Netflix Queer Eye

On parle beaucoup de la résurrection par Netflix de Queer Eye for the Straight Guy, simplement intitulée Queer Eye. Non seulement on en parle beaucoup, mais on en dit aussi beaucoup de bien, chose quand même surprenante pour ce qui semble être, en surface, qu’une banale émission de makeovers comme on en compte à la pelle depuis très longtemps à la télé.

J’étais curieux de découvrir le tout, même si je n’étais pas réellement familier avec la mouture d’origine lancée en 2003 par la chaîne Bravo. Je connaissais un peu le concept, mais je n’étais pas un adepte de ce genre d’émission. C’était pas mal l’étendue de ma familiarité avec le Fab Five.

Ma surprise était donc augmentée quand, après les deux premiers épisodes, j’étais confronté à une intéressante situation. Tout d’abord, la mécanique-même de l’émission ne me parle pas dutout. Changer de décor, de vêtement, de coupe de cheveux et d’alimentation sous le regard attentif de cinq experts, ça ne me rejoint pas. Que ce soit Jean Airoldi ou le Fab Five, les ficelles sont trop grosses pour me convaincre qu’une couche de peinture et une paire de souliers suffisent à changer la vie de quelqu’un.

Sauf que Queer Eye, dans sa proposition, ne vend pas ce rêve de changement. Ma surprise réside dans cette conscience du médium déployée par le Fab Five et l’équipe de production.
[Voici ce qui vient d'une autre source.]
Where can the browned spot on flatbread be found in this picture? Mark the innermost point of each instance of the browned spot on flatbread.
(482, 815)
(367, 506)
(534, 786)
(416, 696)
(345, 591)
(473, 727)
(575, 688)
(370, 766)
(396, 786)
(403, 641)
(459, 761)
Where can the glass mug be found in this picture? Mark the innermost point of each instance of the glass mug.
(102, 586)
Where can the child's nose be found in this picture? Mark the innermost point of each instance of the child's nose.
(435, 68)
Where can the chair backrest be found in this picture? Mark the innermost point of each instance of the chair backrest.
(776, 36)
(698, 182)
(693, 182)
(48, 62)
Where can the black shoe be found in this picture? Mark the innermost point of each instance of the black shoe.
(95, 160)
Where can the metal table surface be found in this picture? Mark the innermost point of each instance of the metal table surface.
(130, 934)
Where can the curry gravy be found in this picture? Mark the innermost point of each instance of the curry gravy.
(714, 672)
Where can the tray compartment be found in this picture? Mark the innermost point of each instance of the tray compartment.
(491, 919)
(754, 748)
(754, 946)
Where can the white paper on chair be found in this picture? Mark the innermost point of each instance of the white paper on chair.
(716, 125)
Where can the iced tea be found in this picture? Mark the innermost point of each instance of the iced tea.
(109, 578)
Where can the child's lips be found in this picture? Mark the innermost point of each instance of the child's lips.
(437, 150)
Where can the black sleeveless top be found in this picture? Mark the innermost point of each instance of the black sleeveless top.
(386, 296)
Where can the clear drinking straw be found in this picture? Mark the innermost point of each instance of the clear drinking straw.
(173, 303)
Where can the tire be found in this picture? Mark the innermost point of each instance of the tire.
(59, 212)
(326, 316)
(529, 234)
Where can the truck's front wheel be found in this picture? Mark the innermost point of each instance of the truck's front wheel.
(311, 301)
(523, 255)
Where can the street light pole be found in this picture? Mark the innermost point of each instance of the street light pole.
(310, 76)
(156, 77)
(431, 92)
On fait de la télévision traditionnelle et on utilise les codes usés avec un «avant» et un «après» dans la vie des participants. Par contre, on utilise cette tradition pour élever le discours au-delà de son apparente superficialité.

Ainsi, le Fab Five offrira à un homme timide une nouvelle garde-robe, oui, mais lui fera aussi redécouvrir l’envie de regarder les gens dans les yeux et de vivre ses émotions au lieu de les abandonner sous une barbe abandonnée et une couche de sarcasme.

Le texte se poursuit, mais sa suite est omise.